Уилл оглянулся на дверь их купе, которую сейчас никто не охранял.
— Все решаешь, помогать ли ему? — спросила Марен.
Мальчик вздохнул.
— Насчет него я не уверен, но я хочу помочь тебе.
— Значит, останешься?
— Останусь.
Уилл почувствовал, как покраснел под светом ее улыбки. Она сняла с полки свою замечательную катушку с проволокой и протерла ее от присохшей грязи маскега.
— Зачем ты взяла ее с собой вчера вечером? — спросил Уилл.
— Привычка. Я знаю, ты скажешь, это глупо, но когда она со мной, я себя чувствую увереннее. Так, будто я могу от любой неприятности спастись.
— Совсем даже не глупо! Мне это кажется очень разумным.
— Мне снится иногда, что я пересекаю по проволоке огромное пространство…
— Ниагарский водопад?
— Может быть. И я на середине, внизу вода, клубится туман. Я так далеко от земли, что не вижу берегов.
— Страшно?
— Не сразу. Начинается всегда спокойно. Но потом я не знаю, в какую сторону мне идти.
— Если б это был мой сон, я бы, наверное, упал, — усмехнулся Уилл.
— О, такие у меня тоже бывают. В любом случае катушка всегда со мной. Так же, как твой карандаш, наверное.
Уилл удивленно рассмеялся.
— Да… Он мне думать помогает. Когда глаза и руки заняты, мысли текут свободно. Ну и я люблю рисовать.
— Это заметно!
— Становится интересно, когда доходишь до определенных вещей.
— Каких, например?
— Ну, не знаю… Есть вещи, о которых знаешь заранее — рисовать их будет интересно. Занавеску, например, со всеми складками. Или тени, я их обожаю.
— Это, наверное, трудно!
Уилл рассмеялся.
— Ну, не так трудно, как ходить по проволоке!
— Когда я на проволоке, мне кажется, что я все могу.
— Знаешь, — сказал Уилл, — я еще не очень хороший художник. Но я хочу им стать. — Он вспомнил разговор с отцом в первый вечер. — А мой отец хочет, чтобы я поступил в компанию клерком.
— А ты хочешь?
— Я подумал, что если бы работал на железной дороге, то смог бы как-то помочь переселенцам. Избавиться от таких, как Питерс.
— Было бы здорово, — согласилась Марен.
— И я мог бы помогать с проектами, — продолжал Уилл. — Проектировать мосты и корабли.

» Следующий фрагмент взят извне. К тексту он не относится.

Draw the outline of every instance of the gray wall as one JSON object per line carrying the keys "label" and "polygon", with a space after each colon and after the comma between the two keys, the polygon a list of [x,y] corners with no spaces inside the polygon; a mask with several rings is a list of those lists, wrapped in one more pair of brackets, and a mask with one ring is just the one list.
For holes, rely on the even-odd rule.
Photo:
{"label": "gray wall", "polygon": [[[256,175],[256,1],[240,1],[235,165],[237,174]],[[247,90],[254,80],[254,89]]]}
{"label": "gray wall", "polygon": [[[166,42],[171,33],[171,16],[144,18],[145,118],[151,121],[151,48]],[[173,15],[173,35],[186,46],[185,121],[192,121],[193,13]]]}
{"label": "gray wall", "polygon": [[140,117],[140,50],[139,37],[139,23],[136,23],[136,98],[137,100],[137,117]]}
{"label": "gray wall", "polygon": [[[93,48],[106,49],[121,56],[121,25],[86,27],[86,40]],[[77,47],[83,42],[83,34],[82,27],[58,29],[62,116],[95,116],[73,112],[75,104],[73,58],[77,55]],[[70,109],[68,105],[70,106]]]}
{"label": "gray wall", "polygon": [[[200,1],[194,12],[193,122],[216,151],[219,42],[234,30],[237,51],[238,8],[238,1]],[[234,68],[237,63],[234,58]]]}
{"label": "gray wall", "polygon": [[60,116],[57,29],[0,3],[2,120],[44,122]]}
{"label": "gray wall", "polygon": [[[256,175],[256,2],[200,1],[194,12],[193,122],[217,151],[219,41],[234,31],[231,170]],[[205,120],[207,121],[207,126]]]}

— Уверена, у тебя получится.
— Неплохая была бы работа, — сказал Уилл.
— Ага, — протянула Марен. — Вот только ты не хочешь этим заниматься, правда?
— Не хочу. В Сан-Франциско есть художественный колледж, я там хочу учиться.
— Так почему ты не поедешь туда?
— Мой отец не хочет платить.
— Ты можешь заработать, — фыркнула она. — Платить за себя сам. Я с пяти лет работаю.
Уилл почувствовал себя младенцем. Даже когда они были бедны, Уиллу никогда не приходилось работать. В те годы, когда они жили вдвоем с матерью, он был ответственным и выполнял все ее поручения: рубил дрова и носил воду, помогал со стиркой и с уборкой. Но он никогда не работал. Многие дети работали на заводах или в мастерских, но его это не коснулось. Казалось, что зарабатывать самому очень тяжело.
— Может быть, я не создан для тяжелой жизни, — сказал он. — Так думает мой отец.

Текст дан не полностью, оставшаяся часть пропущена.